First, I want to thank The L Magazine for allowing me to comment on a recent article.
The L Magazine recently posted online a brief article about newly extended hours at the Brooklyn Museum. The article alluded to “recently released worrisome attendance figures,” that linked to a story about the Museum by Robin Pogrebin that appeared in The New York Times on June 14, 2010.
“Worrisome” to whom might be an appropriate question to ask.
The Times article mentioned a 23% drop in attendance in fiscal year 2009, a number which we had anticipated as the previous fiscal year included the enormous attendance for our incredibly successful Murakami exhibition. The less than ideal reality for most museums—especially for those without a significant tourist base—is that attendance is driven in large measure by special temporary exhibitions, which are often heavily promoted, rather than by the the great treasures often found in permanent collections, such as our own.
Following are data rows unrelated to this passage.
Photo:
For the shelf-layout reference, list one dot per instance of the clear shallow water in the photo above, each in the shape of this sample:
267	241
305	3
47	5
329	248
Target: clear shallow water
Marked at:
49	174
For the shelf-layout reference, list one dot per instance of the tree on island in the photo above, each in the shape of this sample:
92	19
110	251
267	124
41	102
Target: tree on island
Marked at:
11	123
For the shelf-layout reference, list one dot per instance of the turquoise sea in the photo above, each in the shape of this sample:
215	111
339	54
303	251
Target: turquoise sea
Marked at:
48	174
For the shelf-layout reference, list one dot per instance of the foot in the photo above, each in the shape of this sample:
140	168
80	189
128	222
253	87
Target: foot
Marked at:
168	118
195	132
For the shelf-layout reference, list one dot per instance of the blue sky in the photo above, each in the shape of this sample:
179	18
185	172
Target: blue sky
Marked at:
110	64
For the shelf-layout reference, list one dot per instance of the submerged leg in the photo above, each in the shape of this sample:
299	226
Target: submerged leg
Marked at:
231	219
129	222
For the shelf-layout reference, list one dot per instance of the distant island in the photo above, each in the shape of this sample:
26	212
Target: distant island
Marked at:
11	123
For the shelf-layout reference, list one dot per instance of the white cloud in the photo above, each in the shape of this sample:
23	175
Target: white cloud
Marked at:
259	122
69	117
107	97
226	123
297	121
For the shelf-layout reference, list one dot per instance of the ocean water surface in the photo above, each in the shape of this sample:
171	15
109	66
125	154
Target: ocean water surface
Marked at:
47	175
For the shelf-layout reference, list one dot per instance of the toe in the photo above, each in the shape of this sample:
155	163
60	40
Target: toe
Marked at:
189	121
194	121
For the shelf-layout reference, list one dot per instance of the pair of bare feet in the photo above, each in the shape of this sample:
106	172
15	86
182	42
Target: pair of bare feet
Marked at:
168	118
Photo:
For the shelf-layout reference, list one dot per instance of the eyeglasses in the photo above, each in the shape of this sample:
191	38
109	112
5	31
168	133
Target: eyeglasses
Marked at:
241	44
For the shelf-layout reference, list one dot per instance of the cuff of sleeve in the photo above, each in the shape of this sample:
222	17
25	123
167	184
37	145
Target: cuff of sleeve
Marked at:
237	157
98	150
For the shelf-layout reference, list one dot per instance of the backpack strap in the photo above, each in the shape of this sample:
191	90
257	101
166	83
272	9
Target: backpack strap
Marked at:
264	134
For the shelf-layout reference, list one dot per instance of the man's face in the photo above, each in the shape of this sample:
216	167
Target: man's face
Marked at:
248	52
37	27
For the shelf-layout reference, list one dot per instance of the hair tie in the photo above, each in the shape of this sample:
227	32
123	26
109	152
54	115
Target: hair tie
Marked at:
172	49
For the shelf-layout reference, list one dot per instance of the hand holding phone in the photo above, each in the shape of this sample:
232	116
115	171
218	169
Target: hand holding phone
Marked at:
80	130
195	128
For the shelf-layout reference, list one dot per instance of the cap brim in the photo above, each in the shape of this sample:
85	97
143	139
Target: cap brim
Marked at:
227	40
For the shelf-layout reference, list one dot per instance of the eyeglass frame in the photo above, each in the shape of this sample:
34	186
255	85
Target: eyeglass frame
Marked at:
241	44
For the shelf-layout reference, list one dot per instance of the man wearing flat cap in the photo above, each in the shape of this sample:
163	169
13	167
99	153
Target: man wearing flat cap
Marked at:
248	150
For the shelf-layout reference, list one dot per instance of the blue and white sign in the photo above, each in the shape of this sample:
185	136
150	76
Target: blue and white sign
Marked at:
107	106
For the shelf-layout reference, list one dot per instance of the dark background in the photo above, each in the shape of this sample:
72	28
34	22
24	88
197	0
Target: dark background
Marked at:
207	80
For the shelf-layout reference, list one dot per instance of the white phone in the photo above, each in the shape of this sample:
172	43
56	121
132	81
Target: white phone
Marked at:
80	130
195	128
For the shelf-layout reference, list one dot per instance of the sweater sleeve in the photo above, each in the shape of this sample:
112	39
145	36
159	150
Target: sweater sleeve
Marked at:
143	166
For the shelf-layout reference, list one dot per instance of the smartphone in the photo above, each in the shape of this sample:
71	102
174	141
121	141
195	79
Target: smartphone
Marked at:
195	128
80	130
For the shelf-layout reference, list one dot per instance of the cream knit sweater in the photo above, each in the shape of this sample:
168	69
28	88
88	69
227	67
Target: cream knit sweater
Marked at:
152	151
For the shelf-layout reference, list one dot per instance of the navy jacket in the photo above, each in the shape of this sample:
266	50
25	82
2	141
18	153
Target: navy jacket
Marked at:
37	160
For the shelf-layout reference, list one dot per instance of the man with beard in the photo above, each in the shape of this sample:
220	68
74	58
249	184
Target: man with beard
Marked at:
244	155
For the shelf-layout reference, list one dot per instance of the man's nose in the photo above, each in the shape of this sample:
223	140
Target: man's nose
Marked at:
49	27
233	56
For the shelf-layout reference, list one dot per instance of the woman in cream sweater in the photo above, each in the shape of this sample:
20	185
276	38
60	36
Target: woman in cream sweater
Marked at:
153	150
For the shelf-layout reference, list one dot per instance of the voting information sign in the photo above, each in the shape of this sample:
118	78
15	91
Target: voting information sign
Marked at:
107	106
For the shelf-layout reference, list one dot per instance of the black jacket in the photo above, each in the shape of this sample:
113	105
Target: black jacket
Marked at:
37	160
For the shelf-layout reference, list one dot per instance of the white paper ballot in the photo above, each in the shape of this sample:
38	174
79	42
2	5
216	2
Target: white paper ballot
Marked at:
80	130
This is not to say that the Brooklyn Museum, like many cultural institutions, does not have challenges related to attendance. However, we do not believe attendance alone to be a true measure of success. Our commitment to best engage our Brooklyn community, and our commitment to actively use our collection in doing so, have worked together to create the most diverse and youngest audience of any general fine arts museum in the country. Our interest is in who is coming to the Brooklyn Museum—and embracing them—not in their numbers.
Indeed, Brooklyn is home to the greatest and most vibrant concentration of artists in the world, and we are profoundly aware of the Museum’s position and commitment to this community. I believe that our record of exhibitions, acquisitions, and new installations of contemporary art speak to this commitment. For this year, and next, we are already planning exhibitions and projects that continue this commitment—notably a mid-career survey of the work of Williamsburg-based artist Fred Tomaselli, whose meticulously detailed collages and paintings will be on view at the Brooklyn Museum from October 8, 2010 through January 2, 2011. I hope that all of L Magazine readers will visit Fred’s extraordinary exhibition. In doing so, not only will we be engaging a primary audience for the Museum, but you might also even give our attendance figures a bump up!!!